Though Matlin combed through some of these revelations in an earlier autobiography, “I’ll Scream Later,” film is such a different beast that this fills out her story in an entirely other way. Certainly, it helped to have Stern steering the film 鈥 particularly because, with the book, Matlin says, she had a ghostwriter who was a hearing person.
“She was writing in English 鈥” the director jumped in.
“Which is an entirely different language and an entirely different ball game,” Matlin, dressed in a radiant green suit, continued. “I could sign more comfortably with Shoshannah: deaf to deaf, woman to woman. There were no restrictions.”
And zero worries about being misunderstood.
“I think a lot of people have the assumption that American Sign Language is just an imitation of English,” added Stern. “That every word in English has a direct translation into sign language. And that’s just not the case. They are two completely different languages, with different syntax, different grammar use. The vocabulary is different.”
As a filmmaker, she said, “I have always felt with American Sign Language, it’s the most cinematic language. All sign languages, really. They just have that innate thing 鈥 they have close-ups 鈥 three-dimensional space.”
For sure, what makes “Not Alone Anymore” so potent is the way the movie is crafted 鈥 in some instances, creating a soundscape that takes you into the feeling of “language deprivation,” as Matlin calls her world. A fully immersive experience felt here at the Hot Docs Ted Rogers Cinema, where the audience was pulled into a movie where, for large stretches of it, there is nothing but the ballet of finger gestures, the occasional hand-slap, lips moving as words float onscreen.

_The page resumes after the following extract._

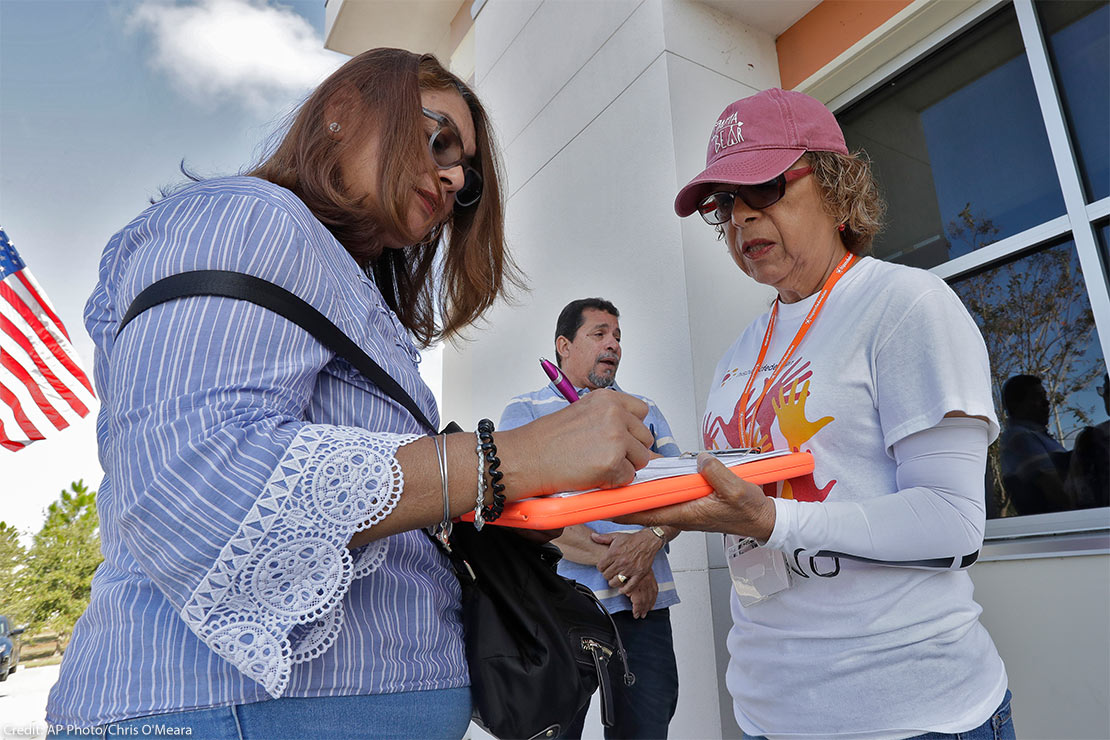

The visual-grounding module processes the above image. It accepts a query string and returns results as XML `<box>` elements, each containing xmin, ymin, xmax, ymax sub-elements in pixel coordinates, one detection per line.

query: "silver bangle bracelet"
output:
<box><xmin>432</xmin><ymin>435</ymin><xmax>451</xmax><ymax>544</ymax></box>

Watching the doc, it also reminded me what a gigantic moment Matlin’s Oscar win was in the overall culture at the time and how it fits into the wider trove of recent documentaries in the service of 鈥80s/鈥90s nostalgia. Among others: that aforementioned Michael J. Fox one, that Netflix doc reassessing Pamela Anderson and that Andrew McCarthy project, “Brats,” in which he unwrapped the so-called “Brat Pack,” a generational cohort of actors that included Rob Lowe, Demi Moore, Ally Sheedy, himself and others.
Moreover, I thought of a piece I had read in Salon when “Brats” came out, in which the writer wrote: “Generation X, being the first to straddle the analog and digital age, experienced more pop culture in unison. There were only so many movies to see in a given year and a limited number of songs getting airplay on corporate radio broadcasts. No matter who you are, these movies likely represent some perception of either your adolescence or the supposedly common version Hollywood imagined for you.”
The Matlin movie hits many of the same notes 鈥 even as it full-circles. Decades after she nabbed her Oscar, she mounted the stage again when “CODA” took best picture in 2022. A movie she’d championed and starred in, it also led to a best supporting actor win for deaf actor Troy Kotsur.
Which then led to the comment made afterwards that would ultimately give her documentary its name. “I’m not alone anymore,” is what Matlin said that night.
“Marlee Matlin: Not Alone Anymore” Sunday at 11:15 a.m. at the TIFF Lightbox and will be in wider release in June.